In the wake of India completing 50 years of Bank Nationalisation [in 2019], the woes of public sector banks in India, particularly over the past 5-7 years as bad loans continued to mount and placed pressures on their balance sheets, have been emphasised in the Survey. In 2019, public sector banks reported gross and net NPAs of Rs 7.4 lakh crore and Rs 4.4 lakh crore respectively, amounting to about 80 percent of the NPAs of India's banking system. (see charts).
The explanation for the rise in NPA problems for public sector banks is that during India’s rapid expansion of growth between 2004 and 2011, these public sector banks grew their loan portfolios “but the credit quality was of suspect quality” the survey said. “When the economy slowed, the banking system saw a dramatic increase in NPAs”.
The surge in NPAs led to higher provisioning for future bad loans and impacted profits and capital adequacy in turn—and thus, balance sheets too. It also resulted in the phase where private sector banks—which have a stronger focus towards retail lending—were able to not just grab market share but also were financially better placed in terms of fewer bad loans.
Kotak Mahindra Bank’s managing director Uday Kotak’s prophecy in June 2018 – that private sector banks will wean away market share from public sector banks – has come true.
“Nimbleness of private sector peers and their aggressive financial strength has held them in good stead,” says Krishnan Sitaraman, senior director, Crisil Ratings.
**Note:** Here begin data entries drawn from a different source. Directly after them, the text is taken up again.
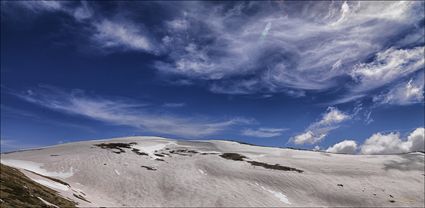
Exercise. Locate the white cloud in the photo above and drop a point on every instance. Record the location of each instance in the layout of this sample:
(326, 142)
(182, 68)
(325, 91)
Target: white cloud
(320, 129)
(228, 47)
(344, 147)
(392, 143)
(308, 47)
(126, 113)
(405, 93)
(263, 132)
(123, 34)
(388, 66)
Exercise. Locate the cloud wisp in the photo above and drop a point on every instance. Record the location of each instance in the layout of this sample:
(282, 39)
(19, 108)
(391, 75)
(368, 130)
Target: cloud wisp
(126, 113)
(273, 47)
(318, 130)
(383, 143)
(344, 147)
(392, 143)
(263, 132)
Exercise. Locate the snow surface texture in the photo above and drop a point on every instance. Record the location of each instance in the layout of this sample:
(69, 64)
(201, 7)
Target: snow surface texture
(191, 173)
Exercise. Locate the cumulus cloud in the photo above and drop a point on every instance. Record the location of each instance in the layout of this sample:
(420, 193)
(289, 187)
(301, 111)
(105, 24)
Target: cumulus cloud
(273, 47)
(320, 129)
(233, 50)
(392, 143)
(263, 132)
(344, 147)
(126, 113)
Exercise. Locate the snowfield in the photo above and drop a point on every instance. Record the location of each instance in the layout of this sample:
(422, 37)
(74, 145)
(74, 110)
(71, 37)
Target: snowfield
(153, 171)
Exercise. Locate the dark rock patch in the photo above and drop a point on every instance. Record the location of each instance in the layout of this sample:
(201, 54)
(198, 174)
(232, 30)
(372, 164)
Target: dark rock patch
(81, 197)
(233, 156)
(137, 151)
(116, 147)
(148, 167)
(274, 167)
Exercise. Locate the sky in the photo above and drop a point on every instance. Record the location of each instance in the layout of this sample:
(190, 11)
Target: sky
(335, 76)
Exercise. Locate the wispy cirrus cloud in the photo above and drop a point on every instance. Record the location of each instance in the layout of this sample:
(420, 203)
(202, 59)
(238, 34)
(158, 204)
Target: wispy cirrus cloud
(318, 130)
(273, 47)
(404, 93)
(126, 113)
(263, 132)
(122, 35)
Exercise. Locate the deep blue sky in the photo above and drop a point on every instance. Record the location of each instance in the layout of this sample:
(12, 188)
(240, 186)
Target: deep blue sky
(293, 74)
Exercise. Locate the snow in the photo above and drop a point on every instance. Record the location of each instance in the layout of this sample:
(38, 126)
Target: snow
(47, 203)
(277, 194)
(182, 181)
(150, 150)
(35, 167)
(52, 184)
(202, 172)
(116, 171)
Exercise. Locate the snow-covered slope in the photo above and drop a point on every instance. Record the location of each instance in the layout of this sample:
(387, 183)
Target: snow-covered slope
(152, 171)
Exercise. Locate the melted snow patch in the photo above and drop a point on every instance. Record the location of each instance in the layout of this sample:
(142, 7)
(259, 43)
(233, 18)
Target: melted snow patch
(277, 194)
(52, 184)
(36, 167)
(202, 172)
(150, 150)
(116, 171)
(47, 203)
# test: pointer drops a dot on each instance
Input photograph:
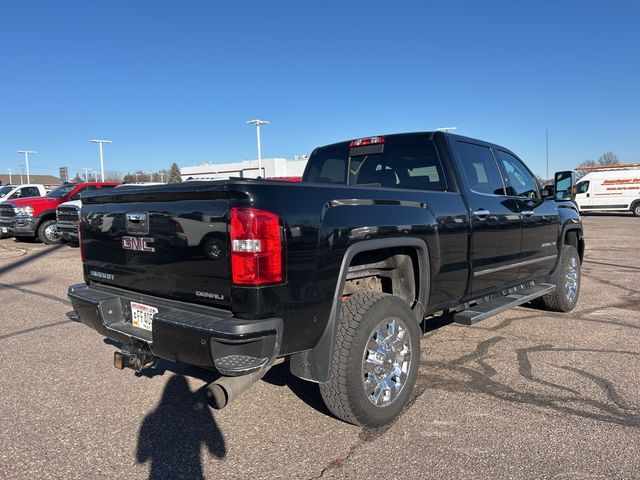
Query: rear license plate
(142, 315)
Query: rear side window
(409, 162)
(30, 192)
(480, 168)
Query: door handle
(481, 213)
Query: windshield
(61, 191)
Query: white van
(613, 188)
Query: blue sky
(176, 81)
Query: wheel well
(387, 270)
(575, 239)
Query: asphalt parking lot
(525, 394)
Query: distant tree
(608, 158)
(588, 163)
(174, 174)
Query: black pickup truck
(335, 273)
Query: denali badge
(141, 244)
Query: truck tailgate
(163, 241)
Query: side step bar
(494, 305)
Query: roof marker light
(361, 142)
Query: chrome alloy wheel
(386, 361)
(52, 233)
(571, 279)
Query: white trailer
(613, 188)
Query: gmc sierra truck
(335, 273)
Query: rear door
(496, 223)
(540, 220)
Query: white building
(271, 167)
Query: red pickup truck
(35, 217)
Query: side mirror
(565, 185)
(547, 192)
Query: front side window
(520, 182)
(480, 168)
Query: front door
(540, 221)
(496, 222)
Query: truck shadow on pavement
(474, 372)
(172, 436)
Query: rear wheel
(375, 362)
(567, 280)
(48, 233)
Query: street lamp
(26, 159)
(100, 142)
(257, 123)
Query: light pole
(100, 142)
(257, 123)
(26, 159)
(547, 132)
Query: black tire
(567, 280)
(48, 233)
(344, 393)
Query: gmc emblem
(140, 244)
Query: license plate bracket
(142, 315)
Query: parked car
(67, 218)
(35, 217)
(13, 192)
(614, 188)
(335, 272)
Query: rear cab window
(407, 161)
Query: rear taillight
(256, 247)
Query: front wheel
(48, 233)
(375, 362)
(567, 280)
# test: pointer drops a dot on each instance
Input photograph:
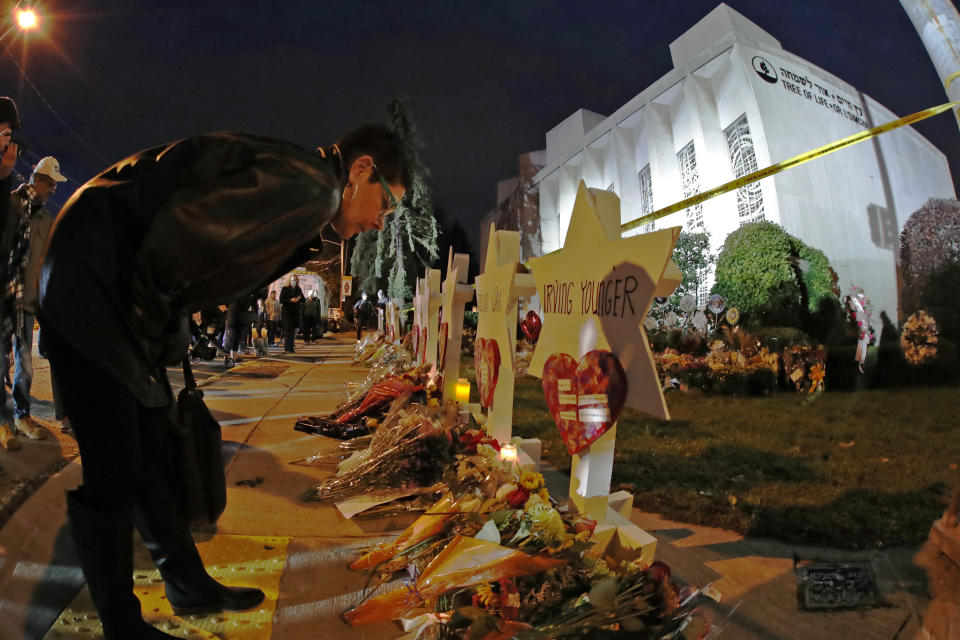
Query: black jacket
(181, 227)
(289, 309)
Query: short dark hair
(384, 145)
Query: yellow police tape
(786, 164)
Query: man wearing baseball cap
(9, 122)
(27, 226)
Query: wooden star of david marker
(456, 294)
(595, 293)
(611, 281)
(497, 291)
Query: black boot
(190, 589)
(104, 544)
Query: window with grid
(690, 183)
(646, 197)
(743, 160)
(704, 283)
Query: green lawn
(852, 470)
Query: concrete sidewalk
(297, 552)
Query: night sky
(485, 80)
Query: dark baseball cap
(8, 112)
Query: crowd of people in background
(272, 318)
(25, 223)
(229, 330)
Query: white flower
(700, 321)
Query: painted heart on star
(423, 344)
(486, 362)
(444, 335)
(585, 398)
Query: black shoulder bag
(198, 455)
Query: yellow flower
(505, 490)
(486, 596)
(531, 480)
(547, 519)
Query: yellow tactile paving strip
(254, 561)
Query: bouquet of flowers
(919, 338)
(360, 411)
(409, 452)
(503, 561)
(378, 350)
(805, 367)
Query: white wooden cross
(456, 294)
(592, 355)
(498, 288)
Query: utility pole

Since 1969, India has grown significantly to become the 5th largest economy in the world. Yet, India’s banking sector is disproportionately under-developed given the size of its economy. For instance, India has only one bank in the global top 100, the Economic Survey says. “As PSBs account for 70 per cent of the market share in Indian banking, the onus of supporting the Indian economy and fostering its economic development falls on them. Yet, on every performance parameter, PSBs are inefficient compared to their peer groups,” the report added.
All the largest economies have proportionately large banks with China being an outlier on the positive side, with 18 banks in the global top 100.
Public sector banks are at the crossroads in some ways, with the most challenging phase to their phase of growth lying ahead. In September last year, the government had okayed a move which will see 10 government-owned banks being merged into four
. But the mergers will be tricky and are unlikely to aid growth.
In the near term, integration issues such as realignment of organisation structure, redeployment of staff members across various branches and verticals among the merging banks occupy the management bandwidth. This impact decision-making and credit flow, experts have said.
Another part of the puzzle is the Prompt Corrective Action (PCA) framework of the RBI. PCA refers to banks with a weak financial matrix, which are put under a watch, and labels them as risky if they slip below certain norms on parameters such as capital ratios, asset quality and profitability.
There are still five public sector banks—United Bank of India, UCO Bank, Central Bank of India, Indian Overseas Bank and Dena Bank—that are under PCA.
But not all will be lost for some of the public sector banks when the mega-mergers are complete. It will improve economies of scale and help them be able to lend more aggressively. Their significance in terms of boosting financial inclusion is still not lost. The next 50 years for public sector banks will depend on two critical areas of functioning—how these banks manage cultural, manpower and technological challenges in the near term.